第八十七話 その時、俺は……
今日はやけにおめかしをした若い子……って俺もそんなに変わりないけど……が多いように思えた。
今、俺は買い出しの為に市場に来ている。いつも野菜を買っているお店のお婆ちゃんに聞いたら、今日は成人式が行われると教えてくれた。
この国では15歳で神職目録開示の儀を教会で受けそれぞれが進む道を決めていく。その後、18歳で成人を迎え大人の仲間入りをすると同時に、お酒が飲めたり結婚する事が出来たりと自由になることも増えるけど、納税義務も発生する。だけど、大人の仲間入りをすることは嬉しい事だ。
王都では年に一回。新成人だけが王城に招かれ、陛下直々に祝いの宴を催してもらえるらしい。それは陛下が国民の成長を喜び、更なる国の発展を願っての事だとか。
またこの宴で結婚相手を見つけ人も多いらしい。
なるほど。それなら相手の気を引こうと…… 王城に入るのだからおめかしをして気合を入れるのも無理はない。

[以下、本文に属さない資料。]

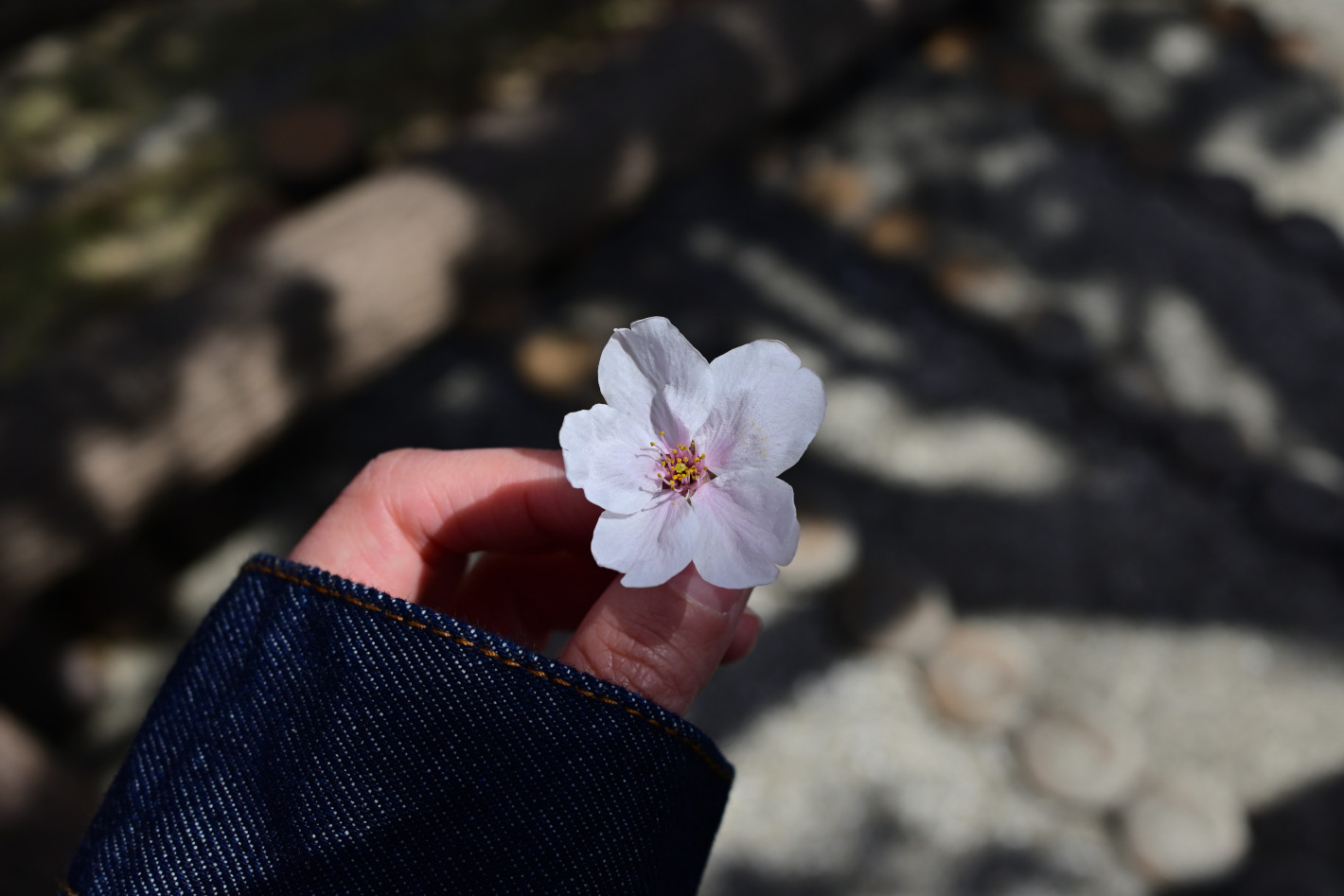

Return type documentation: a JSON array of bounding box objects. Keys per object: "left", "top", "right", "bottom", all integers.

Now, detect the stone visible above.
[
  {"left": 925, "top": 624, "right": 1037, "bottom": 732},
  {"left": 1120, "top": 770, "right": 1250, "bottom": 886},
  {"left": 922, "top": 28, "right": 976, "bottom": 73},
  {"left": 863, "top": 208, "right": 928, "bottom": 260},
  {"left": 513, "top": 329, "right": 601, "bottom": 397},
  {"left": 1015, "top": 705, "right": 1146, "bottom": 810},
  {"left": 798, "top": 160, "right": 873, "bottom": 224},
  {"left": 256, "top": 100, "right": 368, "bottom": 202},
  {"left": 934, "top": 256, "right": 1040, "bottom": 321},
  {"left": 835, "top": 563, "right": 956, "bottom": 662},
  {"left": 780, "top": 515, "right": 860, "bottom": 591}
]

だけど、おれも王都に来てから6年目になるが、今まで気が付かなかった……
でもしょうがないよね。教会でお世話になったり、職を転々としていたんだから周りに目を向ける余裕が無かったのだ。そう。そうなのだ。って、言い訳する必要も無いか……。
そう言えは、俺が成人した時はどうだったかな……?
俺は18になった日に家を出て王都に向かい、ここで暮らすようになったけど、村で成人の宴が行われていたかどうかも知らない。そう言えば兄さんたちが18になった年にウキウキしながら出かけたことが有ったな……もしかしてそれがそうだったのかも。

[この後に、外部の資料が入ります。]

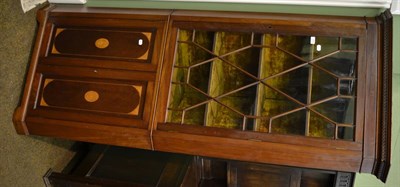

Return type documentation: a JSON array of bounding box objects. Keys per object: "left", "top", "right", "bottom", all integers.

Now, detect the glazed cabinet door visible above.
[
  {"left": 16, "top": 6, "right": 169, "bottom": 149},
  {"left": 154, "top": 11, "right": 376, "bottom": 171}
]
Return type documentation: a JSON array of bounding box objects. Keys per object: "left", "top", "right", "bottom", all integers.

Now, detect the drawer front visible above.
[
  {"left": 39, "top": 78, "right": 146, "bottom": 116},
  {"left": 50, "top": 28, "right": 154, "bottom": 62}
]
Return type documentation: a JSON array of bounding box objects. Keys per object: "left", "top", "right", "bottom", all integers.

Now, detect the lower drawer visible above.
[
  {"left": 28, "top": 76, "right": 154, "bottom": 128},
  {"left": 39, "top": 79, "right": 145, "bottom": 116}
]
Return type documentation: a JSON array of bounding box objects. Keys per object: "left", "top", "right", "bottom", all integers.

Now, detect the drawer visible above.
[
  {"left": 28, "top": 75, "right": 154, "bottom": 128},
  {"left": 48, "top": 27, "right": 155, "bottom": 63},
  {"left": 40, "top": 79, "right": 144, "bottom": 116}
]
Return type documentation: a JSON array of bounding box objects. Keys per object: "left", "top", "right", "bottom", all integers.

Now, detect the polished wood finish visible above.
[
  {"left": 14, "top": 5, "right": 170, "bottom": 149},
  {"left": 13, "top": 5, "right": 391, "bottom": 182}
]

俺は18の誕生日を迎える半年前にこの家を出て王都で暮らしたいことを両親と兄たちに告げた。初めはこの村で結婚して新しく畑を開墾したらどうかと言われたが、適職が不明なチョコラに嫁いでも良いと思ってくれる娘はいない。言いにくい事だが、村の中で適職も不明で村の役に立つのかどうか分からん奴とは付き合うなと言われたことも有った。
だけど、神職目録開示の儀を受けていないというか、俺も忘れてたから人のせいにはしないけど反論する事が出来なかった。

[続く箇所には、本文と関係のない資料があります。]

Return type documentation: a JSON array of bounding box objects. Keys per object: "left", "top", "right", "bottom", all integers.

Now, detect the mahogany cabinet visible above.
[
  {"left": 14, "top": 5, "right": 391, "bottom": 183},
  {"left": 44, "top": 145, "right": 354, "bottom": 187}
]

親には言えなかったが、これ以上村には居たくなかったのだ。
それから何度も家族の説得を試みてやっと父さんが思いもよらぬ言葉を掛けてくれた。
「お前の人生はお前の物だ。今まで反対していたがチョコラの意志が固いのは良く分かった。それだけ固く決めたのなら王都へ行くのを許すそう」
「私は今でも反対よ。だって……寂しいわ」
「父さんが許したのなら俺たちは何も言わないよ」
「王都で頑張れよ」
俺はみんなにお礼を言って、それから準備をはじめ、待ちに待った18歳の誕生日。その日の朝、王都に向けた一歩を踏み出した。